Digitalizing multidisciplinary pulmonary rehabilitation in COPD with a smartphone application: an international observational pilot study
Wissenschaftlicher Artikel/Review - 23.11.2018
Rassouli Frank, Boutellier David, Duss Jonas, Huber Stephan, Brutsche Martin
Concerning COPD, pulmonary rehabilitation (PR) has a positive effect on disease progression and mortality, is cost-effective, and is a part of recommendations of international guidelines. Only a minority of patients profit from conventional PR due to a lack of resources, physicians' guideline adherence, or patients' motivation. Novel digital therapies like Kaia COPD, a smartphone application that digitizes PR in COPD, are promising solutions to fill this void.

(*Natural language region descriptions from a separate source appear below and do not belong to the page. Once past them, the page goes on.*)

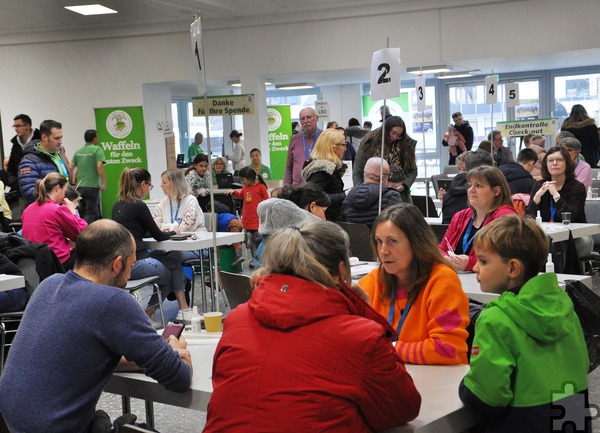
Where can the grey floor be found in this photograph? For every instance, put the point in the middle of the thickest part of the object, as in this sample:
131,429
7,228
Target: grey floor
170,419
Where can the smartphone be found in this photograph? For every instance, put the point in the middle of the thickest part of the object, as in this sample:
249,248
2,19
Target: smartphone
173,329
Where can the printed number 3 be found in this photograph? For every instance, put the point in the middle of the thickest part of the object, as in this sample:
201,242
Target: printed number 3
383,78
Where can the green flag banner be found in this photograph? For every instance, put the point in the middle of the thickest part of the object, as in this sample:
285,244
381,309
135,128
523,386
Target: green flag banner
122,136
280,134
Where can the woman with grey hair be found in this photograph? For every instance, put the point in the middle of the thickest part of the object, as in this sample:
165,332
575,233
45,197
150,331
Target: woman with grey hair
583,171
306,353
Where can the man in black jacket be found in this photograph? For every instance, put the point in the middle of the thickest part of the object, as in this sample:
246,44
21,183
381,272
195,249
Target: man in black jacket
518,174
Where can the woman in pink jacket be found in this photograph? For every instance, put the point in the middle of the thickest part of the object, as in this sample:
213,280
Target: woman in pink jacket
306,354
52,219
489,198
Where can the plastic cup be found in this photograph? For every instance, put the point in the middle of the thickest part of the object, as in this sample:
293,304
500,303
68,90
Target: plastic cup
213,321
186,316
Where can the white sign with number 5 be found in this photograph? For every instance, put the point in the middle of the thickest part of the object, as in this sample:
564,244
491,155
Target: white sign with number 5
420,89
385,74
491,89
512,94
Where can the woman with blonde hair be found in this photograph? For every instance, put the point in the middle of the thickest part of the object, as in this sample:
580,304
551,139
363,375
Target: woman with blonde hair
268,360
489,198
414,288
326,169
47,221
132,213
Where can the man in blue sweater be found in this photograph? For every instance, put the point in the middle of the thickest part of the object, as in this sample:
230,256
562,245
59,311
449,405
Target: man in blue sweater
77,329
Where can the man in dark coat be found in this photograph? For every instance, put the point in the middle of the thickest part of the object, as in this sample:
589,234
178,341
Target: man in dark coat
361,205
518,174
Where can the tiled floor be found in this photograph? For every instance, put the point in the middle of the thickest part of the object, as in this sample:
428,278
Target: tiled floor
170,419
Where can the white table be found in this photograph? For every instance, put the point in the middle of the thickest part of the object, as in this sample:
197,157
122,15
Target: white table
471,287
10,282
441,409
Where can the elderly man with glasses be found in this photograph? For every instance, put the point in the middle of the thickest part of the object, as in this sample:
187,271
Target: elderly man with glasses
361,205
501,154
301,145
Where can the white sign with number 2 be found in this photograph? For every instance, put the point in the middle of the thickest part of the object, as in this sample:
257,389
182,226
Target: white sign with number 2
385,74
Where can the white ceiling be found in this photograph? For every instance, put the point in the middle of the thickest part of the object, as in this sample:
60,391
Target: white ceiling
19,18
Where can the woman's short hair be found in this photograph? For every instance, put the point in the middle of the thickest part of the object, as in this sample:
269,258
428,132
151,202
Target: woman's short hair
47,184
570,170
494,178
303,195
515,237
324,146
313,252
130,181
409,220
177,179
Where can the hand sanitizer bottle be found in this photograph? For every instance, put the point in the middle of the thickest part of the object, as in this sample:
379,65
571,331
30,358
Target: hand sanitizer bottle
538,219
196,321
549,264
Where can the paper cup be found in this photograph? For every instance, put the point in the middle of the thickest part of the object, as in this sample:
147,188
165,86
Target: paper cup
213,321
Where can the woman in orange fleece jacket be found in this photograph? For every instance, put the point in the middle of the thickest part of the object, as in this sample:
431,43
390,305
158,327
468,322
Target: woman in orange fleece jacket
419,294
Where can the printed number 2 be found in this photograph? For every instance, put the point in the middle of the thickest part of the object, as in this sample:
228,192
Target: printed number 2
383,78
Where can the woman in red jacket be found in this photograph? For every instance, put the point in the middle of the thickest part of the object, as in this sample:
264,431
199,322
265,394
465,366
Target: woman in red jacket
306,354
489,198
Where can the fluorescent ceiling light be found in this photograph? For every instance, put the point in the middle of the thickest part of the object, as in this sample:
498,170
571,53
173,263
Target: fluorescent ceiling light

Kaia COPD provides a digital version of PR and is certified as a class-I medical device in the European Union. We investigated anonymized data from users of the Kaia COPD app on in-app retention and the change in health-related quality of life (COPD assessment test and Chronic Respiratory Disease Questionnaire [CRQ]) during a period of 20 exercise days with the app.
Of 349 app downloads, 56 users fulfilled inclusion criteria and 34 (61%) had finished day 20 at the time of analysis and were included. Users took 33±11 days to complete the 20-day core program. Users finishing the program reduced their COPD assessment test scores (mean 2.5 units from 21.6±7.7 to 19.1±8.4 units, =0.008). In finishers, there was a statistically significant effect above the minimum clinically important threshold of the CRQ score on the domains of fatigue, mastery, and emotional function. There was a statistically significant but not clinically relevant effect on the domain of dyspnea of CRQ.
Digitalizing PR with a smartphone app is feasible and accepted by selected patients. The app leads to short-term improvement of health-related quality of life in patients completing a 20-day core program. Due to its observational character, this study has several methodological limitations and was intended to show the feasibility and to extrapolate effect sizes for planned prospective randomized-controlled trials to confirm these findings.